The Oklahoma Office of the Chief Medical Examiner has seen a steady rise of cremation permits passing from their Tulsa office. A spokesperson gave these permit numbers over the past few years: 6,415 in 2014, 6,742 in 2015, 7,248 in 2016, and 5,223 to date on September 14, 2017.

From 2004–2014, the National Funeral Directors Association reported a 26 percent increase in the cost of burials and viewings. The number of cremations surpassed burials for the first time in 2015.

The 2017 projection for cremation versus burial rate is 51.6 and 42.4 percent, and the 2030 projection is 71.1 and 23.2 percent. The NDFA figures the median cost of an adult funeral with viewing and burial was $7,181 in 2014, while the median price for a funeral with viewing and cremation was $6,078 the same year.

An urn for sale at Kennedy-MidtownMost crematoriums are able to financially assist those in need. The price of Kennedy’s cremations average around $3,000, though they’ll charge less for those who are unable to afford standard pricing. Around 85–90 percent of Hart’s customers now choose cremation over burial, and Kennedy handles 40–50 deaths a month.

“With younger generations there’s a lot of people like, ‘Just put me in a tin can, whatever you guys need,’ which I think is important … for the people that you leave behind, what they need and what they want,” Hart said.

Hart said funeral and cremation businesses can opt in or out of being on the City of Tulsa’s DOA rotation.

“Those are the homeless, the indigent, and the no family, unclaimed bodies. Every week it’s a different funeral home, if you decide you want to be involved in that, which we do. So, if that’s the situation, we pick them up and we apply through Tulsa County Social Services, if they passed in Tulsa … We try to put it in the paper, and once in a while someone will call, finding their loved one.”

Hundreds of unclaimed remains are stored at their Broken Arrow facility, sorted by year. Sometimes it’s too difficult for a family to claim their loved one’s remains right away, and Kennedy has no issue with storing them until the family is ready.

I asked Hart about the smoke and flames I see north of Interstate 244 some mornings on my commute.

“When they’re large, those flames are fat because it’s essentially like a grease fire … It’s like 10 feet high, people see it on
[I-]244 and go, ‘Dear God, there’s a fire!’”

Someone at Kennedy usually calls the fire department before a burning, because Tulsa Fire Department receives calls about the smoke and flames.

“It’s just one person at a time,” Hart said, unprompted. “Even still, I think people maybe have misconceptions that we’re just throwing piles of bodies in there, or whatever … Within the crematorium it doesn’t blow around. When you place a body in like that”—she gestured with her hand, mimicking rigor mortis—“and you open the door, the skeleton is lying exactly the way you put it in there, so it’s not just a pile of ash like people think. To say there’s a little particle getting mixed in here and there, sure, I’m sure there is, but 99 percent of it is your loved one.”

I replaced the metal lid on the cremulator and wiped dust off my hands.

Our last stop was a light-pink, brightly lit embalming room that smelled like sickly sweet chemicals. A young black man was lying on a white embalming table with a sheet covering him waist-down.

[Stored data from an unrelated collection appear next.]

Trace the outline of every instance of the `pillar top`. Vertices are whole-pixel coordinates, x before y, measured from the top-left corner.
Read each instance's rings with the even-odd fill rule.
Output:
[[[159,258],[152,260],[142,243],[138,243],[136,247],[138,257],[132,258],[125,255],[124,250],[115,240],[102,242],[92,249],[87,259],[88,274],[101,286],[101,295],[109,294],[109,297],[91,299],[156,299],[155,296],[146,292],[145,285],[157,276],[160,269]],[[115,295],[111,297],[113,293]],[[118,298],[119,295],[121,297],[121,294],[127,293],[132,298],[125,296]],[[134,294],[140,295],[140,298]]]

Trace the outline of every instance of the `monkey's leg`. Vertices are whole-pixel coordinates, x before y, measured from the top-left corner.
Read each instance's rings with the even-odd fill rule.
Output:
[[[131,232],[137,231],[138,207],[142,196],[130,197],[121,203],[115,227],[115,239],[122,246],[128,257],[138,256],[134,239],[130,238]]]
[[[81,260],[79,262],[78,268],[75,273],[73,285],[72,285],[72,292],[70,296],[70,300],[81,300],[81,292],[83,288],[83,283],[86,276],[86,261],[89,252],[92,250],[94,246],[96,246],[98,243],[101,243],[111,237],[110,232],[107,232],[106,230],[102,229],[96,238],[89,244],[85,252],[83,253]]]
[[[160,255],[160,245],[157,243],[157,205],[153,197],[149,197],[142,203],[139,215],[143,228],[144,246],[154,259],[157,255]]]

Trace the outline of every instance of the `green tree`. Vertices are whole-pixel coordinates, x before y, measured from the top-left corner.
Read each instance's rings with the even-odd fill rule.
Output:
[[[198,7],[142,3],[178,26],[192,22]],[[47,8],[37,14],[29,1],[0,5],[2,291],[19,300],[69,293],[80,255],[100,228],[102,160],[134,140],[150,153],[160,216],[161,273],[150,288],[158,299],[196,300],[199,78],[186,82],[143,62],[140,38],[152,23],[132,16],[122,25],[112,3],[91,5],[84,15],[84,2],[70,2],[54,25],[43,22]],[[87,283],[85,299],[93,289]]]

Cabinets holding the embalming chemicals hung above a sink. A mop bucket was in the corner, and brooms hung on the wall. The floor was red, almost the shade of the lobby’s carpet. Two machines for draining fluids from bodies sat at the head of each table.

I looked at the young dead man, soon to be placed in the cremator. Part of him will remain here and part of him will rise above Tulsa—a thick black smoke that gradually grows grey, then white, then dissipates into the air.